First, some background…. a MOOC is a massive open online course. These courses are offered over the Internet (online), for free (open) and many enrol thousands (massive) numbers of students. Originally created by American Ivy League institutions such as Harvard and Stanford, MOOCs are now being offered by public, private and start-up universities, colleges and polytechnics. To learn more about MOOCs check out my Resources for MOOCs Web page.
Coursera is a MOOC provider, working with its 83 university partners to promote MOOCs, register the students and manage the infrastructure. Coursera is the most widely known and largest MOOC provider; it has the most partners (83), MOOCs (415), students (4 million) and financial resources (million$). Other global MOOCs are edX and Udacity. National MOOC providers also exist in the UK, Canada, Australia, Japan, India and Brazil. On 22 July Massey University announced it was joining Open2Study, a MOOC provider developed by Open Universities Australia. I have some concerns about this partnership, but the Massey University Policy on Staff Conduct says I cannot say anything about that.

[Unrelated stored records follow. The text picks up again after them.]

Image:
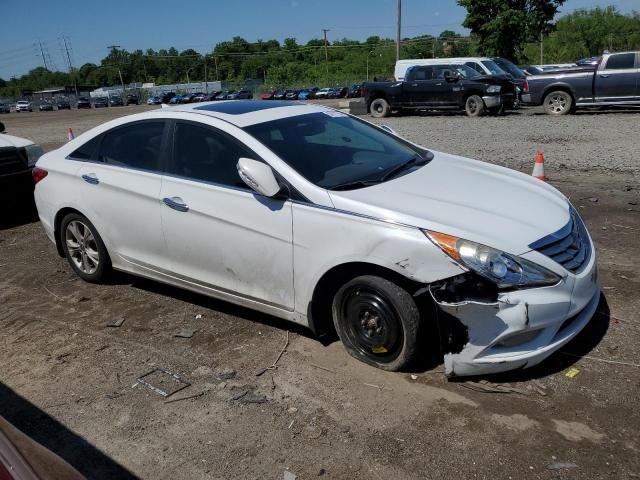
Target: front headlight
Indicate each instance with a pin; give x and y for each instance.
(34, 152)
(503, 269)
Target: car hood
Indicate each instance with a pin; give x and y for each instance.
(11, 141)
(470, 199)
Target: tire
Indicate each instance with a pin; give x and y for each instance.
(377, 321)
(558, 102)
(84, 249)
(379, 108)
(474, 106)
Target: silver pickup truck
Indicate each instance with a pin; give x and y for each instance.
(615, 81)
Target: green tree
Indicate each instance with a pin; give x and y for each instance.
(503, 27)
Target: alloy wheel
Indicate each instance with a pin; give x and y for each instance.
(82, 247)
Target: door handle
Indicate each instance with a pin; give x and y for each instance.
(91, 178)
(176, 204)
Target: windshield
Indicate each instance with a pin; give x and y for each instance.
(335, 151)
(493, 67)
(509, 67)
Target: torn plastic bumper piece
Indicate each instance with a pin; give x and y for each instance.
(518, 329)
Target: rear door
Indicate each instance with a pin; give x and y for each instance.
(220, 234)
(120, 187)
(617, 79)
(422, 88)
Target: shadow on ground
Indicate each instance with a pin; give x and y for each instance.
(48, 432)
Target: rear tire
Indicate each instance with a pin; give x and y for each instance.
(558, 102)
(377, 321)
(474, 106)
(379, 108)
(84, 249)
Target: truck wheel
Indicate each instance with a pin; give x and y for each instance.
(558, 103)
(379, 108)
(474, 106)
(377, 321)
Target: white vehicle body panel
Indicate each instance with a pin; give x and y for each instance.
(270, 254)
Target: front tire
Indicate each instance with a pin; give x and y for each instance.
(474, 106)
(84, 249)
(377, 321)
(379, 108)
(558, 102)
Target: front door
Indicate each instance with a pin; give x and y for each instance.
(220, 234)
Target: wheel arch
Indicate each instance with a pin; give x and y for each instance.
(319, 314)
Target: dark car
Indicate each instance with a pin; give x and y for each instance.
(166, 97)
(101, 102)
(116, 101)
(187, 98)
(83, 102)
(341, 92)
(45, 107)
(63, 104)
(355, 91)
(292, 94)
(614, 81)
(441, 87)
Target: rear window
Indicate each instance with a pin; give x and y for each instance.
(621, 61)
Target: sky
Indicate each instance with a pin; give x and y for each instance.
(90, 26)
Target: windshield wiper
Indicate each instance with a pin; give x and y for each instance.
(352, 185)
(403, 166)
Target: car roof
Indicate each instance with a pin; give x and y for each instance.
(243, 113)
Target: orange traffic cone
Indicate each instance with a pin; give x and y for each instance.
(538, 167)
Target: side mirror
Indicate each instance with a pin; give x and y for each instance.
(389, 129)
(258, 176)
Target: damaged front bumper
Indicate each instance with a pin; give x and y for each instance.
(520, 328)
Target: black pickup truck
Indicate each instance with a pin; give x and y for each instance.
(441, 87)
(614, 82)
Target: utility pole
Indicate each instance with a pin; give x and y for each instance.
(541, 50)
(44, 61)
(66, 48)
(114, 48)
(326, 51)
(399, 20)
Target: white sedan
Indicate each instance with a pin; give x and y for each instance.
(325, 220)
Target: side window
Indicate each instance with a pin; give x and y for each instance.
(621, 61)
(475, 66)
(202, 153)
(134, 146)
(86, 151)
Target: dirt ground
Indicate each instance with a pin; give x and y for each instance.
(69, 379)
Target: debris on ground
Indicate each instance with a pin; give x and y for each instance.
(572, 372)
(226, 374)
(116, 322)
(561, 465)
(163, 381)
(185, 332)
(274, 365)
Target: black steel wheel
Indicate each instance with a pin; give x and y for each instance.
(377, 321)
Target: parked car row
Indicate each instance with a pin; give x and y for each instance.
(310, 93)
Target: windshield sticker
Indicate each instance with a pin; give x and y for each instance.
(333, 113)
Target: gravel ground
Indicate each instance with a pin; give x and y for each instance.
(70, 381)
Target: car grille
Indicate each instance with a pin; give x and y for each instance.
(569, 246)
(11, 161)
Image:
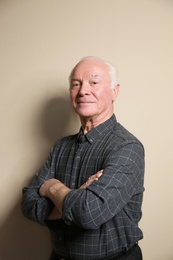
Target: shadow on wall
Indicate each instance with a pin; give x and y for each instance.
(19, 237)
(57, 119)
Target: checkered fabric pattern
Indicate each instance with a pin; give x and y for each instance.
(103, 219)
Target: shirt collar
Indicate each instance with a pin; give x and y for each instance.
(96, 132)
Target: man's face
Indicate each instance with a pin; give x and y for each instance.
(90, 91)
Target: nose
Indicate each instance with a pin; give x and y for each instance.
(84, 89)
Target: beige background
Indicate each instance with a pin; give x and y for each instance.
(40, 41)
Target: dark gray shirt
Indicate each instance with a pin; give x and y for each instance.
(103, 219)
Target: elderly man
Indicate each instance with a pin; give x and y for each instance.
(89, 192)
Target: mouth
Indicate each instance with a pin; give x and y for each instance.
(84, 102)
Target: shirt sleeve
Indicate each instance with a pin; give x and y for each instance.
(120, 187)
(33, 206)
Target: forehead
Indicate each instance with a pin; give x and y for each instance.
(90, 68)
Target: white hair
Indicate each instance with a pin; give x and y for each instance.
(111, 68)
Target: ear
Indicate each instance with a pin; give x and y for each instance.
(115, 92)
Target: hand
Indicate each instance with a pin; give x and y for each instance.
(48, 185)
(91, 179)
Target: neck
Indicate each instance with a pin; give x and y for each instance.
(90, 123)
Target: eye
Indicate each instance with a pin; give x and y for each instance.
(75, 84)
(94, 83)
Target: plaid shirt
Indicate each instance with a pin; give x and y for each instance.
(103, 219)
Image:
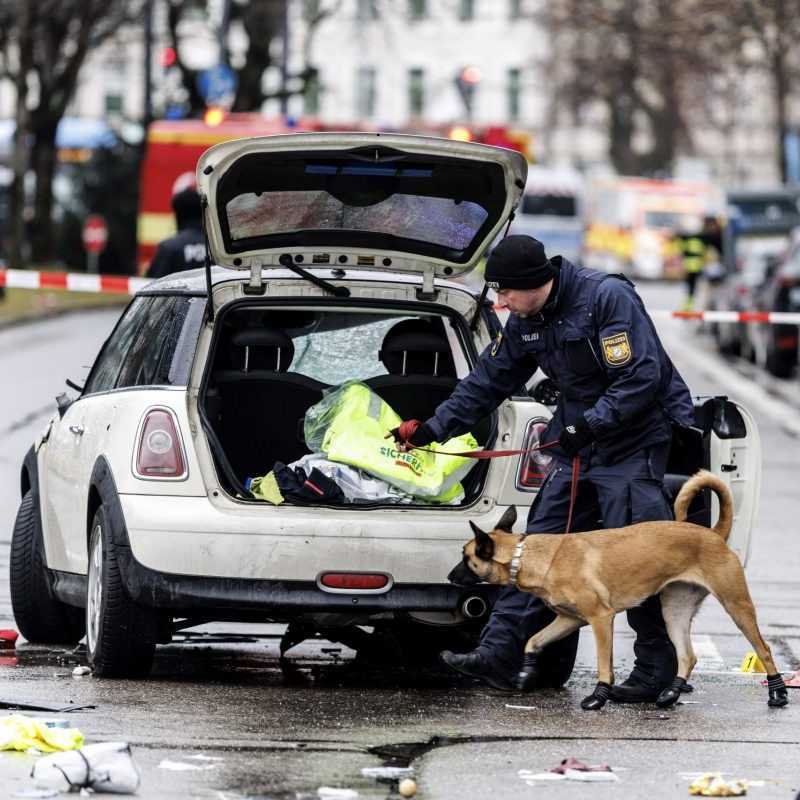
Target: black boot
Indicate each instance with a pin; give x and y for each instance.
(598, 698)
(669, 696)
(778, 693)
(476, 665)
(529, 674)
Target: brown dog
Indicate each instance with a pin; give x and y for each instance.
(590, 579)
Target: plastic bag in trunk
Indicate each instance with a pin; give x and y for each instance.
(350, 425)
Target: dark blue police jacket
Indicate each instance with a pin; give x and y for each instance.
(597, 343)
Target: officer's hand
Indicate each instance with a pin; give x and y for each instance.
(414, 433)
(575, 437)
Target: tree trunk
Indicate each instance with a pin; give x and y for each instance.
(17, 237)
(44, 166)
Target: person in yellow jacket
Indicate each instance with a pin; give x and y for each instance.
(692, 249)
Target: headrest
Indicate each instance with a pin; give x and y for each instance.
(416, 347)
(264, 349)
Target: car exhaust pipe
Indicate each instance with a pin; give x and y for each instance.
(474, 607)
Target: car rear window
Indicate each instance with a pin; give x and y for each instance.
(153, 344)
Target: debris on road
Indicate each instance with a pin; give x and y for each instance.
(103, 767)
(182, 766)
(712, 784)
(79, 672)
(387, 773)
(8, 639)
(332, 793)
(25, 733)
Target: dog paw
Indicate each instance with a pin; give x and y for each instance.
(598, 698)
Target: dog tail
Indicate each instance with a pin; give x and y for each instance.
(707, 480)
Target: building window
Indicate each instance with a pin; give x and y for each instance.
(417, 9)
(416, 92)
(366, 91)
(113, 103)
(311, 94)
(367, 10)
(310, 9)
(514, 91)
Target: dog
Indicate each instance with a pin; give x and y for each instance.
(588, 579)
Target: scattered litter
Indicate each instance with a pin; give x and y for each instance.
(22, 733)
(751, 663)
(103, 767)
(713, 785)
(387, 773)
(331, 793)
(182, 766)
(19, 705)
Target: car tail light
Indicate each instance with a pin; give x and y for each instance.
(159, 454)
(533, 466)
(353, 581)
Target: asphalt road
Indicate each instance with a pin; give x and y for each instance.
(218, 693)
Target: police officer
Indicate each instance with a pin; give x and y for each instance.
(186, 249)
(619, 397)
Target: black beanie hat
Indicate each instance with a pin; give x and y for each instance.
(518, 262)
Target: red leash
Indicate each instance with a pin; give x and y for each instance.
(482, 454)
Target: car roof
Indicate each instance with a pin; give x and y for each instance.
(193, 281)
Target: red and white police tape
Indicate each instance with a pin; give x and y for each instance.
(123, 284)
(71, 281)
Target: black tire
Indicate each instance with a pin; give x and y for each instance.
(121, 635)
(41, 617)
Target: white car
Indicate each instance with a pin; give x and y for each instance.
(135, 521)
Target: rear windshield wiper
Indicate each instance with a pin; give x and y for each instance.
(337, 291)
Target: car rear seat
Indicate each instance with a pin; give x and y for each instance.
(422, 373)
(261, 404)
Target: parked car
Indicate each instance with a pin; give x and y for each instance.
(333, 254)
(775, 347)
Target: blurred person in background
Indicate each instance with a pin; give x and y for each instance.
(186, 249)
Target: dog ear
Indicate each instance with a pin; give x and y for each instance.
(507, 520)
(484, 546)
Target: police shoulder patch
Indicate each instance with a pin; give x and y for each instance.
(617, 349)
(498, 340)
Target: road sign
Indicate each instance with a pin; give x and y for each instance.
(95, 234)
(218, 85)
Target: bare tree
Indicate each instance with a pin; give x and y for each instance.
(640, 59)
(263, 22)
(45, 44)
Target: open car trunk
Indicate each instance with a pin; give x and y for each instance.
(269, 364)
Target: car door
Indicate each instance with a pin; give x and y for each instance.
(74, 445)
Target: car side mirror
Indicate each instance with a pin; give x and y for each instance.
(63, 402)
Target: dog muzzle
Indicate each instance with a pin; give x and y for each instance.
(516, 560)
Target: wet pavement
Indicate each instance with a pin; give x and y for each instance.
(218, 692)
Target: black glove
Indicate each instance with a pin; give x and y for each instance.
(575, 437)
(413, 432)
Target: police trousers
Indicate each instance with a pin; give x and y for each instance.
(608, 497)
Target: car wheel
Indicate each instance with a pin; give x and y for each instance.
(120, 635)
(41, 617)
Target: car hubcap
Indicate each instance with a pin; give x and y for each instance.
(95, 590)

So what are the threads that suggest the University of Auckland is about to join Coursera? The answer is in three new questions:
Why Coursera? Coursera is big and aims to be bigger. Coursera started with four universities in April 2012 and added more partners in July 2012, September 2012 and February 2013. In a round of recently completed venture funding Coursera announced plans for “continued expansion of university partnerships”. So Coursera is looking for new partners and no New Zealand university is there yet.
Why the University of Auckland? Coursera has an explicit commitment to add only elite universities, in this case defined as members of the American Association of Universities in the United States or “top five universities in countries outside of North America”. The University of Auckland clearly qualifies, ranked #1 in NZ in the University World Rankings.

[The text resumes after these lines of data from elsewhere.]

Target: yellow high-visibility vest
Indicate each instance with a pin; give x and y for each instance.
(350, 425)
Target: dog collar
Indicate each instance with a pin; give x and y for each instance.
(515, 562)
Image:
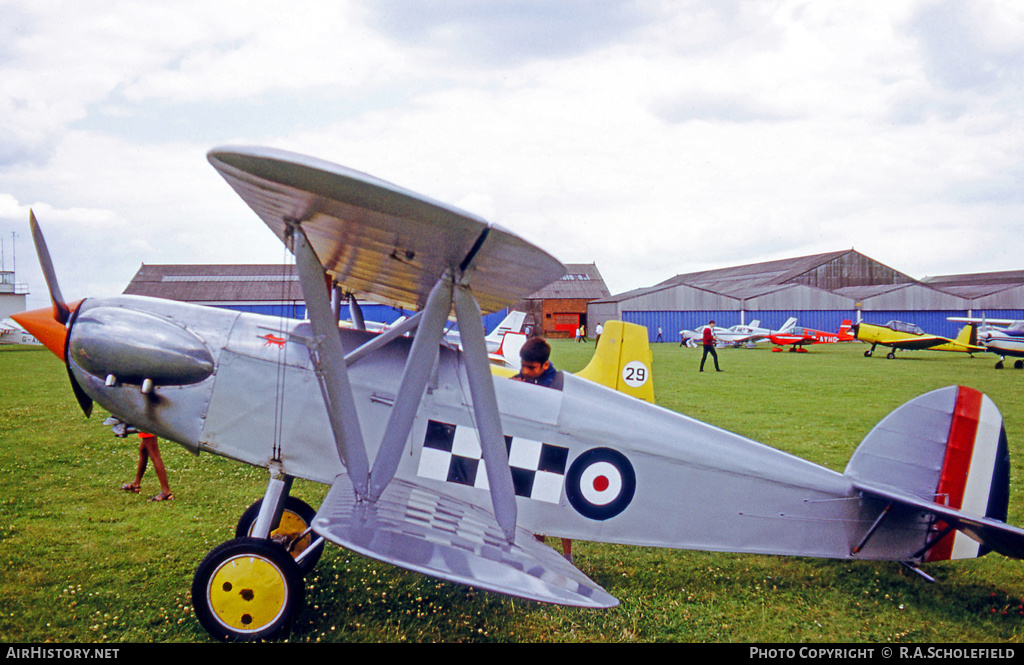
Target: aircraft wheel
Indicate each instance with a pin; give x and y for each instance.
(247, 589)
(295, 518)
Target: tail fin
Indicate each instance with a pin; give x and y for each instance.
(969, 334)
(512, 323)
(944, 453)
(623, 361)
(508, 352)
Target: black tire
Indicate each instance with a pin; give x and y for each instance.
(295, 518)
(247, 589)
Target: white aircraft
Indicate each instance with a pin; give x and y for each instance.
(512, 323)
(438, 463)
(1003, 336)
(736, 335)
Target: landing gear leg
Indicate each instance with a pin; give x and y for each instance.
(252, 587)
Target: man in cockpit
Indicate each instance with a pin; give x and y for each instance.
(535, 366)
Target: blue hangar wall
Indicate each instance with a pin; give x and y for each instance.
(935, 322)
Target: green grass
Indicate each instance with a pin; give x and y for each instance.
(85, 562)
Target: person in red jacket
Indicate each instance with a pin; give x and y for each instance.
(709, 344)
(147, 449)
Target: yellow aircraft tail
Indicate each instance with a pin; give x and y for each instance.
(623, 361)
(968, 335)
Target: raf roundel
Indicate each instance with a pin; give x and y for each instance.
(600, 484)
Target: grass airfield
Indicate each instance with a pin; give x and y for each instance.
(87, 563)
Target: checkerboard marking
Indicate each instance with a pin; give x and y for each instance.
(453, 454)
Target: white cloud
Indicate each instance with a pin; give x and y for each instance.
(650, 137)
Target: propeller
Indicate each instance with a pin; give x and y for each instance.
(51, 326)
(61, 314)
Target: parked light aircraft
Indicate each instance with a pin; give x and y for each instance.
(798, 337)
(897, 334)
(1003, 336)
(736, 335)
(438, 464)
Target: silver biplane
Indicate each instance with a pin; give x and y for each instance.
(439, 464)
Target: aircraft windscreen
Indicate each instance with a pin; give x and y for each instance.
(900, 326)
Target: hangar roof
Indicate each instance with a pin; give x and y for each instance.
(209, 284)
(846, 274)
(581, 282)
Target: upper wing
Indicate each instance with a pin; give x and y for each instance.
(381, 240)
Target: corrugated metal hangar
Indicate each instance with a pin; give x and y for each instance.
(820, 290)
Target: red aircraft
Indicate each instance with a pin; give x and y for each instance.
(798, 337)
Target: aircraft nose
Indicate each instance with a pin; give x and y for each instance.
(41, 325)
(122, 345)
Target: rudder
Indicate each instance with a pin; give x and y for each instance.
(622, 361)
(947, 447)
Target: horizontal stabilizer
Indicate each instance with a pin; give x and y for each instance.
(944, 452)
(996, 536)
(424, 531)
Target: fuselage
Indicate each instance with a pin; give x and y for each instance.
(587, 462)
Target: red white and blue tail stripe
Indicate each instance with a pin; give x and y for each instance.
(975, 474)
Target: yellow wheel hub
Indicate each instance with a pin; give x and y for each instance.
(248, 592)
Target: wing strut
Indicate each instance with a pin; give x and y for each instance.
(330, 362)
(414, 382)
(481, 386)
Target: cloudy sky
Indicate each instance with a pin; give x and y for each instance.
(651, 137)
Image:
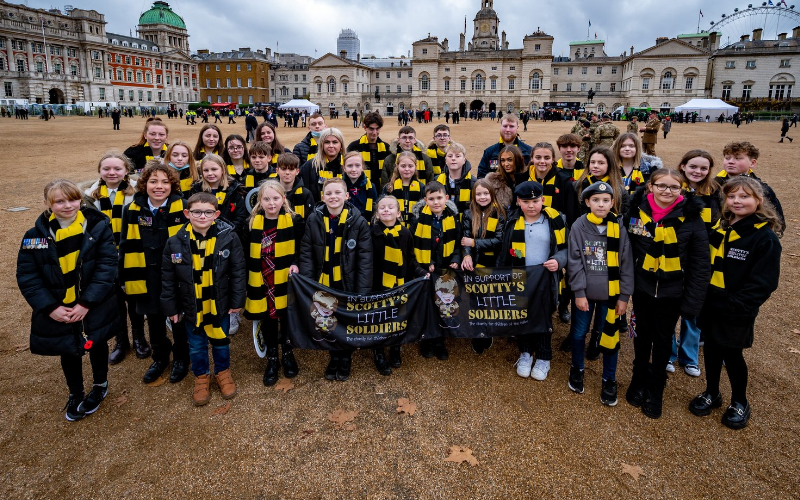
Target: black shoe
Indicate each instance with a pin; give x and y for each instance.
(702, 405)
(426, 348)
(343, 371)
(92, 401)
(180, 368)
(120, 350)
(653, 403)
(290, 368)
(481, 345)
(141, 346)
(271, 373)
(575, 382)
(736, 416)
(635, 395)
(608, 394)
(395, 361)
(333, 366)
(380, 362)
(73, 408)
(154, 372)
(440, 350)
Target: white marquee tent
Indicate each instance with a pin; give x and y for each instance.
(703, 107)
(303, 104)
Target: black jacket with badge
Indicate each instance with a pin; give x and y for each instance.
(177, 274)
(356, 258)
(751, 273)
(41, 282)
(691, 283)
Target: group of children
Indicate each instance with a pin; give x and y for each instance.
(205, 233)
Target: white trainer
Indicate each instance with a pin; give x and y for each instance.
(540, 369)
(523, 365)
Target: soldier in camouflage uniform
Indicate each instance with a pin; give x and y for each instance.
(606, 133)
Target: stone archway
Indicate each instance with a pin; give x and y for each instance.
(57, 96)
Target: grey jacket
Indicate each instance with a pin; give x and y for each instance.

Why now? Most convincingly, in a 13 July survey Coursera asked its members (including me) if they would be interested in taking a variety of courses from the University of Auckland. Five surveys from this link, still active on 30 July, asked:
Would you take the following course from University of Auckland?
17. Early Renaissance Architecture in Italy: from Alberti to Bramante
23. Introduction to Finance
5. Writing in the Sciences
11. Introduction to Guitar
9. Introduction to Philosophy
Because these same courses were assigned to other universities — both current Coursera partners and not — the conclusion I reach is that Coursera is testing out the appeal of the University of Auckland for its members.
So my guess is that the University of Auckland and Coursera are talking, at least. Obviously no one in the University of Auckland is telling me their plans, so this is all supposition; but if it happens, remember that you heard it here first.